Sen. Joe Manchin (D-W.Va.), a key centrist vote, has also expressed concern with expanding Medicare benefits, saying he wants to shore up the finances of the current Medicare program before expanding it.
Speaker Nancy Pelosi (D-Calif.), meanwhile, has prioritized a third health care move: extending enhanced financial assistance to help people afford premiums under the Affordable Care Act (ACA), a key part of her legacy.
With the overall size of President Biden’s Build Back Better package shrinking, Democrats are searching for ways to fit in all of the health care priorities, leading to tensions in the party over the differing initiatives.
Democrats are discussing making the Medicare, Medicaid and ACA provisions all temporary as a way to save money and avoid completely eliminating any one of them. But even with this approach, lawmakers have indicated there are still contentious debates that need to be worked out.
Rep. Ami Bera (D-Calif.) said he suggested in a meeting with Biden and other moderate lawmakers on Tuesday that the Medicare dental benefits be left out of the package as a way to focus on other health care priorities. Bera acknowledged to reporters that Sanders disagreed and is still pushing for dental coverage.
“Everything’s a trade-off right now,” Bera said. “Vision and hearing obviously are a lot easier.”
Dental benefits pose implementation challenges and would take several years to set up.
One option, discussed in a meeting with progressive lawmakers and Biden on Tuesday, is to give seniors vouchers that they could use for dental care as a way to more quickly give people a tangible benefit.
On Medicaid, Democrats are looking to provide coverage to more than 2 million low-income people currently left out of the program because 12 Republican-led states have declined to expand Medicaid under the ACA.
The House package unveiled in September would have created a new federal program to provide coverage in those 12 states.
But Democrats are now discussing a temporary plan that would instead subsidize private coverage in the ACA marketplaces. That could be easier to set up and avoid pushback from industry groups that worry a new federal program is a stepping stone to a larger-scale, government-run “public option.”
Backers of the Medicaid expansion push argue that if it must be made temporary, it should last as long as possible.
Sen. Jon Ossoff (D-Ga.), whose home state has so far refused the expansion, told The Hill on Wednesday he is pushing for the Medicaid expansion to last at least through 2027.
Clyburn, a key figure in the House Democratic Caucus, has also been making the case for prioritizing Medicaid as a way to help low-income people.
“While I fully support expanding Medicare, if forced to choose between the two, I would prioritize health care coverage to low-income Americans who have no coverage at all over additional health coverage for millionaires and billionaires, who already have basic Medicare,” Clyburn wrote in a recent op-ed. “If both can’t be funded permanently, at the very least, the two should be treated equally.”
For the third bucket — enhanced financial assistance to help people afford premiums under the ACA — moderate lawmakers and Biden on Tuesday discussed a three-year extension, according to a source familiar with the meeting.
Shortening the duration of any of the priorities in a bid to include them all poses risks, though, given that it sets up cliffs when the provisions will expire.
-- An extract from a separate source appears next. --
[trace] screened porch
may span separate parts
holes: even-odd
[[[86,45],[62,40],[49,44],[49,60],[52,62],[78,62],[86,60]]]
Republicans very well could control at least one chamber of Congress or the White House when that happens, throwing future extensions of programs into doubt.
Democrats are banking on the proposition that benefits are politically hard to take away once they are in place, as was seen with efforts at repealing ObamaCare in 2017.
“It’s always hard to take benefits away from people, but these are programs that would be created entirely with Democratic votes and there’s no guarantee a future Congress, which could be under Republican control, will extend them,” said Larry Levitt, a health policy expert at the Kaiser Family Foundation.
“This Build Back Better package is looking to check a lot of boxes, that gives it broad support, but it makes the trade-offs when dollars are limited that much harder,” he added.
Returning from a meeting with Biden on Tuesday, Rep. Pramila Jayapal (D-Wash.), chair of the Congressional Progressive Caucus, said Medicare dental, vision and hearing benefits are all “very much on the table still.”
“We have to figure out what that exactly looks like, and it’s not all agreed to until it’s all agreed to by everybody,” she said.